Self-congratulation looms large when you play the Swarthmore card, but it really is relevant to note here that Swarthmore is the exception when it comes to things like this. Most of us arrive at our diversity workshops almost excessively aware and eager to talk. I’ve been to an orientation diversity workshop at a large Midwestern university, though, and if I think about that experience — in which we went around the group and named an instance in which we interacted with “someone of another color” — it’s clear to me that the responses by administrators and professors to racism on their campuses are a serious failure, if not contributory to the problem itself. The truth is that treating students like ignorant children ends up giving them license to act accordingly.
To put it another way: Why should “sensitivity training” entail sensitivity for the racists? While it’s true that lots of students come to college from comparatively homogenous communities and interact with people of other colors, shapes and sizes, for the first time in their first weeks at college, it is insulting to suggest that racism is a growing pain. You “make the transition” into drinking, dorm life, staying home alone; you don’t need to take a semester of classes with students of different races to “transition” your way into humanity, not unless you were actually raised by wolves (or their parental equivalent).
Beyond tolerance, active respect should be a prerequisite for membership in a college community, which purports to be peddling enlightenment, since active respect is the ideal for a society at large that is still working on tolerance. Instead, though, colleges are justifying the racism occurring on their campuses by telling students that they are victims of their own ignorance, that they learn tolerance like a subject in school rather than practice it, and that morality is, in more ways than one, skin-deep.
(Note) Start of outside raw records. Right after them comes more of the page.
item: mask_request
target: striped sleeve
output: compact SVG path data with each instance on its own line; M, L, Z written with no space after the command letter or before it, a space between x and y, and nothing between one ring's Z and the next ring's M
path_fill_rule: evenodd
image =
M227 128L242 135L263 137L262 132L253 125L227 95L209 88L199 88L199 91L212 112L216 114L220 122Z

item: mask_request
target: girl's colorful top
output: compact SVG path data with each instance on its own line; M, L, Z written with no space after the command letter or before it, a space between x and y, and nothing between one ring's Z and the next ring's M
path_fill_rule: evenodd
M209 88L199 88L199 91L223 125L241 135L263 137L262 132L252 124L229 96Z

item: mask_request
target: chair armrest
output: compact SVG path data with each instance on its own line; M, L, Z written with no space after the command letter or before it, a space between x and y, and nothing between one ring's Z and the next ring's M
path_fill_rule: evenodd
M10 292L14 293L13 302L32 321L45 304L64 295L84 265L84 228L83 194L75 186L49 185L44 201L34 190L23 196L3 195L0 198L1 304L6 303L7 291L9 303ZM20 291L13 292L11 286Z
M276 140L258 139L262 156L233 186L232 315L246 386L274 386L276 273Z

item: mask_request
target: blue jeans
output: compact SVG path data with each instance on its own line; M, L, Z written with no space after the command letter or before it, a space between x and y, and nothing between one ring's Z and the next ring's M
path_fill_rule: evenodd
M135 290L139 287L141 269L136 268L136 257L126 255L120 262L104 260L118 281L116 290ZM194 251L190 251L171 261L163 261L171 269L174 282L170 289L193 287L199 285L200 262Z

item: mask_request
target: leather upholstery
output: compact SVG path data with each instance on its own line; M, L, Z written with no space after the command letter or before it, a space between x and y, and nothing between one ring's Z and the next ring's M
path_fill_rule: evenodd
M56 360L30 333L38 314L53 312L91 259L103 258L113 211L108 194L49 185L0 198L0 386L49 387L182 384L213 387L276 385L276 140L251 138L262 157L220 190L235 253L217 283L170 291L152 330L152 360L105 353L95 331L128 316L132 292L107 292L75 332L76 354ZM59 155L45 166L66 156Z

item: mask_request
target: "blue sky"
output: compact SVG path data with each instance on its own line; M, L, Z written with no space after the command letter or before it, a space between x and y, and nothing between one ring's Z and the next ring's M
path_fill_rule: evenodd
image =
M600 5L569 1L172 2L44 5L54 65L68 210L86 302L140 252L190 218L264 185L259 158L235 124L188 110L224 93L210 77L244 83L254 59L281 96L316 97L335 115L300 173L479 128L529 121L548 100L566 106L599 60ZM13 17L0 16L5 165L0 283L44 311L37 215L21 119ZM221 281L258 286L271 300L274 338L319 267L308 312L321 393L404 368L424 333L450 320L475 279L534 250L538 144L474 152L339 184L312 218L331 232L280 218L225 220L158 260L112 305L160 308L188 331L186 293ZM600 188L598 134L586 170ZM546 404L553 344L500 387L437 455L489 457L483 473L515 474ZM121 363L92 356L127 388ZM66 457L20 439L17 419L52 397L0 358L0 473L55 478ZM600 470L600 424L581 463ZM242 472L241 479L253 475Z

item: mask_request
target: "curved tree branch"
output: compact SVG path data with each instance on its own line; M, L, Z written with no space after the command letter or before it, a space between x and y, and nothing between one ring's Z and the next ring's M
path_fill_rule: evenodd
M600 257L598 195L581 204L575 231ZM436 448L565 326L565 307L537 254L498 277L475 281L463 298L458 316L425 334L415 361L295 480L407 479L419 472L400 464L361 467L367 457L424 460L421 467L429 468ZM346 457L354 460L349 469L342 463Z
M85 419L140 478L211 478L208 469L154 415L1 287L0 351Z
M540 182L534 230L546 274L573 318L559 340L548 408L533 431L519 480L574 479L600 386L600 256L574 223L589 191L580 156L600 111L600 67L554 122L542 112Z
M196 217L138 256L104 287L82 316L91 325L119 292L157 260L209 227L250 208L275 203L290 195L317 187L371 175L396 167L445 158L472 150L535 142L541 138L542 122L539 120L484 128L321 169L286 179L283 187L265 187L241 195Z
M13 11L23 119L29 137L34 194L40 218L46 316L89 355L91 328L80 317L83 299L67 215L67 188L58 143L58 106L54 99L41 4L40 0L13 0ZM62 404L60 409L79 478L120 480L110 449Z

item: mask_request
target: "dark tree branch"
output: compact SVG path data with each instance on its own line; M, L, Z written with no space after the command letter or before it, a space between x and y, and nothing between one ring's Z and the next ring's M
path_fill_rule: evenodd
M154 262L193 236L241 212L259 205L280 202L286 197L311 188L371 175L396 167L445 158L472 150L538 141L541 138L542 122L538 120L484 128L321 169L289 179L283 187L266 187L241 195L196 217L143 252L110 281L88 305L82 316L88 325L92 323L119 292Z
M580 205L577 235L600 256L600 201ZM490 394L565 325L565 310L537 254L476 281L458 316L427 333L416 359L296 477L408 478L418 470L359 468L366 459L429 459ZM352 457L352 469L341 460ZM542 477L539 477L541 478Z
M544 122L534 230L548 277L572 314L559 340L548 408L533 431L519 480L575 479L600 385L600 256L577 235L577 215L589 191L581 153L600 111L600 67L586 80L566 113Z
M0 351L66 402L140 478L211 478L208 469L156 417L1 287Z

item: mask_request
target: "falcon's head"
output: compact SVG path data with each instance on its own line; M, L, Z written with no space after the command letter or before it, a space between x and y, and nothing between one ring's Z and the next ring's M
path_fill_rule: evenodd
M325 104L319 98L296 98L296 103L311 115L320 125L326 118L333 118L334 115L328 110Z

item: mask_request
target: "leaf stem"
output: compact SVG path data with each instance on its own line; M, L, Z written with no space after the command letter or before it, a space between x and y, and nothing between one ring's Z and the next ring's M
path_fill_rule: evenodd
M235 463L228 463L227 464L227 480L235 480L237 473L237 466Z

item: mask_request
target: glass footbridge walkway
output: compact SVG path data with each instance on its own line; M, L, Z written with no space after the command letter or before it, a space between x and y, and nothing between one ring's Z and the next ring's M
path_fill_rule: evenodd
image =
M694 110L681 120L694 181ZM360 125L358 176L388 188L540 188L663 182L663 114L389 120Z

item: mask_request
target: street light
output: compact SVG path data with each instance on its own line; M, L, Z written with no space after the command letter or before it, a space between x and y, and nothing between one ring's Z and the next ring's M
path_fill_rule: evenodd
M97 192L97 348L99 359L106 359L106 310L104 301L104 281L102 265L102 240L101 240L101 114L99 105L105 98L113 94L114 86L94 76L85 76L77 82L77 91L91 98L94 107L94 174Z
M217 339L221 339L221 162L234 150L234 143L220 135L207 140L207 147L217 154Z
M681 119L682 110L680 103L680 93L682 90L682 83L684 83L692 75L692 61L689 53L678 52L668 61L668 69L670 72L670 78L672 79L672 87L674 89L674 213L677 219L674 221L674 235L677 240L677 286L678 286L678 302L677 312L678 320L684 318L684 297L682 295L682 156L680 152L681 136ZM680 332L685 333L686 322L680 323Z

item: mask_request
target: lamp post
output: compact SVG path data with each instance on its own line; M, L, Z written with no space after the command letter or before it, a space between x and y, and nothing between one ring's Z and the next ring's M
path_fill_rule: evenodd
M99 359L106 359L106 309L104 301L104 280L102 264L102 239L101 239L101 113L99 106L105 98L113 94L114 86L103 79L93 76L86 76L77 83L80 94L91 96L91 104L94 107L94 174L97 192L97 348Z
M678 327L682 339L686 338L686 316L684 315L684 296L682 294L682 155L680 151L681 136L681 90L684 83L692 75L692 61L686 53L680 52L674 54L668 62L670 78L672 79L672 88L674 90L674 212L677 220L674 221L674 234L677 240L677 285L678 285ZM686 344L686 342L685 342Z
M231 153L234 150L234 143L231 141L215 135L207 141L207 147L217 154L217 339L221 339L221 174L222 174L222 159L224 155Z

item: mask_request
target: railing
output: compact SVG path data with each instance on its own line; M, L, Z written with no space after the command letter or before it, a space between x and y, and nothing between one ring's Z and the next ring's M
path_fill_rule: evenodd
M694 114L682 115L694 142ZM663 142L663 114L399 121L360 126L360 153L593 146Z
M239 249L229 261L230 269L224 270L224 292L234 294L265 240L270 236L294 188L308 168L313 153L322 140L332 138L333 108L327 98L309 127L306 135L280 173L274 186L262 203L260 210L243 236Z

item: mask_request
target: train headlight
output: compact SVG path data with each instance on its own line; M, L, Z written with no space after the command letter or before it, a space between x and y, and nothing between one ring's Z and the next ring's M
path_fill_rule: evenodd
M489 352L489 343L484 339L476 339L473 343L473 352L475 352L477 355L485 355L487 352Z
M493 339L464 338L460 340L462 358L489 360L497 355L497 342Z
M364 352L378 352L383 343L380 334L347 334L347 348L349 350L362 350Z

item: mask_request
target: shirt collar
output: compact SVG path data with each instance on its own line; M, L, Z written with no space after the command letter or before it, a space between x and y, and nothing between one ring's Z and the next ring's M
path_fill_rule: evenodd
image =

Several students who participated in the “politically incorrect” parties said that the parties were in response to the absurdity of the “sensitivity training” on their campuses. Others said it was in response to the injustice of affirmative action. None of this makes dressing up like a Klan member justifiable, let alone funny, but it does point to the fact that these students are smarter than their colleges give them credit for — that is, they are responding to farce of their colleges’ attitude towards racial issues with farce of their own. If there is a message to be drawn from a “politically incorrect” party, it is the students exploiting the fact that their university is more interested in self-promotional talk of tolerance than in the actual everyday experiences of its students in which racism and racists, regardless of “diversity”, remain the norm.
Diversity workshops should be discussions that ask the questions society at large isn’t asking, not condescendingly scripted lessons in the fundamentals of humanity. At my first diversity workshop at the large Midwestern University, we made a list of examples of racism, and then we signed a pledge to be tolerant, which most students threw out afterwards. Really progressive education is demanding: a college should assume racial enlightenment of its students, and be accordingly unequivocal, even err on the side of moral superiority, in its reaction to students who fail to meet our 21st century standards for morality. “Insensitivity” is laughing during Beaches; a racist joke is racist. If you leave a noose outside an African-American cultural center, or if you dress up like one for a party, your institution should hold you accountable — but it can’t, and shouldn’t, aim to change you. It’s your job to educate yourself.